To use string interpolation in strings with extended delimiters, match the number of numeric symbols after the backslash with the number of numeric symbols at the beginning and end of the string. Such as:

print(#"6 times 7 is \#(6 * 7)."#)
// Prints "6 times 7 is 42."
Copy the code

Note that expressions written inside parentheses of an inline string cannot contain unescaped backslashes (), carriage returns, or newlines. However, they can contain other string literals.

8 Unicode

Unicode is an international standard for encoding, representing, and processing text in different writing systems. It enables you to represent almost any character from any language in a standardized form, and to read and write these characters from external sources, such as text files or Web pages.
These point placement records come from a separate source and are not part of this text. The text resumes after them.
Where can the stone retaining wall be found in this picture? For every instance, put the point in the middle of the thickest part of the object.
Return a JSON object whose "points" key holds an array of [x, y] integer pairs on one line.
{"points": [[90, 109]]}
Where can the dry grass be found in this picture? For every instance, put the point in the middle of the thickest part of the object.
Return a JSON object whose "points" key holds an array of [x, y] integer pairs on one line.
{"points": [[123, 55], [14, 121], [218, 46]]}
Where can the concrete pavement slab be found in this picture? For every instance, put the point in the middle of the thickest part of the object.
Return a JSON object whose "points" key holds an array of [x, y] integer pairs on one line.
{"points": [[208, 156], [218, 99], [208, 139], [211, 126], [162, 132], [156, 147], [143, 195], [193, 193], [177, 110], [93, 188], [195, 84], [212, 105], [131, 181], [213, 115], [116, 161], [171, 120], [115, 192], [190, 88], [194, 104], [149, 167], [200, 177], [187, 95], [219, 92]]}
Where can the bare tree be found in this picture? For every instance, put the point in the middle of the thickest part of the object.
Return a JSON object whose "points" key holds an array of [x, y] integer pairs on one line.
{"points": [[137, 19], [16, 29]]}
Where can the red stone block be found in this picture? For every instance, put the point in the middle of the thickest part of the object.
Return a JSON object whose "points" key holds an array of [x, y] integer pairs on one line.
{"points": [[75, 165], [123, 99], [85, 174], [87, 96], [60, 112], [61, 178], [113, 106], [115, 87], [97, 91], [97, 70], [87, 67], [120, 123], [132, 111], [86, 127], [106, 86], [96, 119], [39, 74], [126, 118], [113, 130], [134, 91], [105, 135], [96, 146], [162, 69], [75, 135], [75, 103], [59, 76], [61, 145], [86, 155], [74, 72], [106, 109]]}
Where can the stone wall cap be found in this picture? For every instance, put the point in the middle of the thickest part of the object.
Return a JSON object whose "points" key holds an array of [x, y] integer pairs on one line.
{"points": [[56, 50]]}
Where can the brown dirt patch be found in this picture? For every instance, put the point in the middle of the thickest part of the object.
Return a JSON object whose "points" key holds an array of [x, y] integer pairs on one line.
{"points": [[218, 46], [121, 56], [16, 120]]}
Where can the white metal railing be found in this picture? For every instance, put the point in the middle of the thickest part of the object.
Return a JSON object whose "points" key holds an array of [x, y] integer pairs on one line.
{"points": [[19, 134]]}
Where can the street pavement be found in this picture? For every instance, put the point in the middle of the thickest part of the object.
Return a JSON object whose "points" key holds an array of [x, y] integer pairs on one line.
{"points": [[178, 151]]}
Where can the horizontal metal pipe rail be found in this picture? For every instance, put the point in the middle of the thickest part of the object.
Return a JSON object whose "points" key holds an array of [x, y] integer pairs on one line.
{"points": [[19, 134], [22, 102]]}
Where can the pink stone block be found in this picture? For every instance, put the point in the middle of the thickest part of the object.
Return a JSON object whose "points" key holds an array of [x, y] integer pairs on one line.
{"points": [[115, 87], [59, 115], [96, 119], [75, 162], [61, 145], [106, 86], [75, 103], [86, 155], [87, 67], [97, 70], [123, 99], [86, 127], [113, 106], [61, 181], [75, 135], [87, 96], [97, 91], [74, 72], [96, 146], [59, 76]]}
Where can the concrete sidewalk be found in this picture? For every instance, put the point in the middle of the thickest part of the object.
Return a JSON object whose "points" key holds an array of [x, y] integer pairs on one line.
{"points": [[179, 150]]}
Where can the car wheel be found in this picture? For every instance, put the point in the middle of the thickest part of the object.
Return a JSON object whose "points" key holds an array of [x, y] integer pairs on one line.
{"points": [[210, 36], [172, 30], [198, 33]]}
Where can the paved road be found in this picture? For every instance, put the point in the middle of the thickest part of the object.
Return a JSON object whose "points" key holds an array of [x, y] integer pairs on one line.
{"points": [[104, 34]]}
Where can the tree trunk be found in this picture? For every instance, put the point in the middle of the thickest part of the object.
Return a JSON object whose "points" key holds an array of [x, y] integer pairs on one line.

Swift’s string and character types are fully Unicode compatible, as described in this section.

8.1 Unicode scalar values

Behind the scenes, Swift’s native string type is built from Unicode scalar values. A Unicode scalar value is A unique 21-bit numeric character or modifier, such as the Latin lowercase letter A(” A “) : U+0061, or the leading chick (” 🐥 “) : U+1F425.

Note that not all 21-bit Unicode scalar values are assigned to characters-some are reserved for future assignment or use in UTF-16 encodings. Scalar values assigned to characters usually also have a name, such as the Latin lowercase letter A and the preceding CHICK in the example above.

8.2 Extending the glyph cluster

Each instance of the Swift character type represents an extended letter cluster. The extended Grapheme cluster is a sequence of one or more Unicode scalars that (when combined) produces a readable character.

Here’s an example. The letter E can be represented as a single Unicode scalar E (a Latin lowercase e with an acute Angle, or U+00E9). However, the same letter can also be represented as a pair of scalars — the standard letter E (Latin lowercase e, or U+0065), followed by the combined accented scalar (U+0301). The combined accent scalar is graphically applied to the scalar before it, converting E to E when rendered by a Unicode-enabled text rendering system.

In both cases, the letter E is represented as a Swift character value that represents an extended alphabetic group. In the first case, the cluster contains a single scalar; In the second case, it is a cluster of two scalars:

let eAcute: Character = "\u{E9}"/ / elet combinedEAcute: Character = "\u{65}\u{301}"// e followed by ́ // eAcute is eCopy the code

The extended Grapheme cluster is a flexible way to represent many complex script characters as single character values. For example, Korean syllables in Korean letters can be represented as pre-formed or decomposed sequences. Either representation can be used as a single character value in Swift:

let precomposed: Character = "\u{D55C}"/ / 한let decomposed: Character = "\u{1112}\u{1161}\u{11AB}"// ᄒ, ᅡ, ᆫ // precomposed is forest, decomposed is forestCopy the code

The extended Grapheme cluster allows the use of scalars to encapsulate markup (such as composite encapsulating circles, or U+20DD), thus encapsulating other Unicode scalars as part of a single character value:

let enclosedEAcute: Character = "\u{E9}\u{20DD}"/ / enclosedEAcute ⃝ is eCopy the code

Scalars of Unicode locale designators can be combined in pairs to form a character value, such as a combination of the locale designator letter U (U+1F1FA) and the locale designator letter S (U+1F1F8) :

let regionalIndicatorForUS: Character = "\u{1F1FA}\u{1F1F8}"/ / regionalIndicatorForUS is 🇺 🇸Copy the code

9 Computing Characters

To retrieve a count of character values in a string, use the count attribute of the string:

let unusualMenagerie = "Koala 🐨, Snail 🐌, Penguin 🐧, Dromedary 🐪"
print("unusualMenagerie has \(unusualMenagerie.count) characters")
// Prints "unusualMenagerie has 40 characters"
Copy the code

Note that Swift’s use of the extended Grapheme cluster for character values means that string concatenation and modification may not always affect the number of characters in a string.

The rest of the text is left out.